Biology:Rfam

From HandWiki
Short description: Online database of non-coding RNA and other RNA elements
Rfam
Rfam logo.png
Content
DescriptionThe Rfam database provides alignments, consensus secondary structures and covariance models for RNA families.
Data types
captured
RNA families
Organismsall
Contact
Research centreEBI
Primary citationPMID 33211869
Access
Data formatStockholm format
Websiterfam.org
Download URLFTP
Miscellaneous
Software licensePublic domain
Bookmarkable
entities
yes

Rfam is a database containing information about non-coding RNA (ncRNA) families and other structured RNA elements. It is an annotated, open access database originally developed at the Wellcome Trust Sanger Institute in collaboration with Janelia Farm,[1][2][3][4] and currently hosted at the European Bioinformatics Institute.[5] Rfam is designed to be similar to the Pfam database for annotating protein families.
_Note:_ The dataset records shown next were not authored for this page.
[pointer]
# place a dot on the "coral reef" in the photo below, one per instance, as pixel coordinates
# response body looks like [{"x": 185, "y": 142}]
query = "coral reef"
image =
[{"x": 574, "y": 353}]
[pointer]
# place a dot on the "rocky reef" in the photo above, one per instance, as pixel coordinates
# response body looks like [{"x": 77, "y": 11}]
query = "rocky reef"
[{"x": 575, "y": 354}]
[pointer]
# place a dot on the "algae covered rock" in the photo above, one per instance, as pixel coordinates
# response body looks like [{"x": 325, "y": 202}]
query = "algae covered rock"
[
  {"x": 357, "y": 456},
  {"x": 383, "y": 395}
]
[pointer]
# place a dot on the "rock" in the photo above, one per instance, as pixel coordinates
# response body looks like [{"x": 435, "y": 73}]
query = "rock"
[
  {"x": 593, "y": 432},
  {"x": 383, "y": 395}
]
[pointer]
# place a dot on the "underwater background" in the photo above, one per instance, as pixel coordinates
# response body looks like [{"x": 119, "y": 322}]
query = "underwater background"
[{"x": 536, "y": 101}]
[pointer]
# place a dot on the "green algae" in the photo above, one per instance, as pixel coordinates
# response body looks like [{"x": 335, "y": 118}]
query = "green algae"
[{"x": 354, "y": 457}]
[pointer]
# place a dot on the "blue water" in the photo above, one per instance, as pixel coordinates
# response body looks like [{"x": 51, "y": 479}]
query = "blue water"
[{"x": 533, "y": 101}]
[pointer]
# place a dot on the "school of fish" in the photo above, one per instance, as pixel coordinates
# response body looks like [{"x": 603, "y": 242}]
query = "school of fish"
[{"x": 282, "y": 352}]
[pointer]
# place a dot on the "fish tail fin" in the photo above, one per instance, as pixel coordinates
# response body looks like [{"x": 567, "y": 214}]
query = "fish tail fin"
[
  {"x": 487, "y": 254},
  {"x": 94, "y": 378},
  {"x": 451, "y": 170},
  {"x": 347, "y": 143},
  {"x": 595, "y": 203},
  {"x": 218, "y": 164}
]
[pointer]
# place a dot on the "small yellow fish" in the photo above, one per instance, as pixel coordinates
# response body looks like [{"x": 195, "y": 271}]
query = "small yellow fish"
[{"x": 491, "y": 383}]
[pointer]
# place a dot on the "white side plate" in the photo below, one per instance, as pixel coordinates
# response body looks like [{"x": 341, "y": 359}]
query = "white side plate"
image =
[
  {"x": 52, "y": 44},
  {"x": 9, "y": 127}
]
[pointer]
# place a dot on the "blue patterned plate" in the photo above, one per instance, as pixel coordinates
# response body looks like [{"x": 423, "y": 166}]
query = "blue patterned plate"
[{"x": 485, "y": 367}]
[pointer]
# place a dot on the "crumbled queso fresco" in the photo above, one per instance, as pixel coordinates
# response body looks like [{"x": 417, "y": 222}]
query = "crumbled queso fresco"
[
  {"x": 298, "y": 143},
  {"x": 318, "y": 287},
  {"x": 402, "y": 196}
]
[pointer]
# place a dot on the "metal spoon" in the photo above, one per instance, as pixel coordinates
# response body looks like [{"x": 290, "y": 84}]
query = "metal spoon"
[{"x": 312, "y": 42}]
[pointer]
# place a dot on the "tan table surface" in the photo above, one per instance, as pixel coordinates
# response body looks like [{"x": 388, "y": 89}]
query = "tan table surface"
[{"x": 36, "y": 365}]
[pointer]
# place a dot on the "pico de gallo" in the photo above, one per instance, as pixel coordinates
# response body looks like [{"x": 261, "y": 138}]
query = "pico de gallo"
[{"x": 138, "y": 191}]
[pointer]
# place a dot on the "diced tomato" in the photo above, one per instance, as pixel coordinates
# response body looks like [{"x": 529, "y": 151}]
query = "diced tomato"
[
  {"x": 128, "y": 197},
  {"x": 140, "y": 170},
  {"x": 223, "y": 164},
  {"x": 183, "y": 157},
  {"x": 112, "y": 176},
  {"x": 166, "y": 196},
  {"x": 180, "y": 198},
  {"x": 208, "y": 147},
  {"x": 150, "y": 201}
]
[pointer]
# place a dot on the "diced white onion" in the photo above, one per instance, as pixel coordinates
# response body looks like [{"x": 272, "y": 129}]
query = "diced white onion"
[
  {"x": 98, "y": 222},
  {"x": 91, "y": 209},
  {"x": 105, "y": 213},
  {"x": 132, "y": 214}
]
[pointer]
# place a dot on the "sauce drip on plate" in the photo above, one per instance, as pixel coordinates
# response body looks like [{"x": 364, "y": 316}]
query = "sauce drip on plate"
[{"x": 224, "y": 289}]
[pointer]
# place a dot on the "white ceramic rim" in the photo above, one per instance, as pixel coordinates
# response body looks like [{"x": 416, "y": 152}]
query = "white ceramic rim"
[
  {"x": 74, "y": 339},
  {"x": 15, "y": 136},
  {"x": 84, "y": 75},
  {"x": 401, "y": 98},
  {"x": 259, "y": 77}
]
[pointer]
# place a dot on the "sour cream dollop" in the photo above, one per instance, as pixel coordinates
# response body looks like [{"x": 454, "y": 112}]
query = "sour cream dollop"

Unlike proteins, ncRNAs often have similar secondary structure without sharing much similarity in the primary sequence. Rfam divides ncRNAs into families based on evolution from a common ancestor. Producing multiple sequence alignments (MSA) of these families can provide insight into their structure and function, similar to the case of protein families. These MSAs become more useful with the addition of secondary structure information. Rfam researchers also contribute to Wikipedia's RNA WikiProject.[4][6]

Uses

The Rfam database can be used for a variety of functions. For each ncRNA family, the interface allows users to: view and download multiple sequence alignments; read annotation; and examine species distribution of family members. There are also links provided to literature references and other RNA databases. Rfam also provides links to Wikipedia so that entries can be created or edited by users.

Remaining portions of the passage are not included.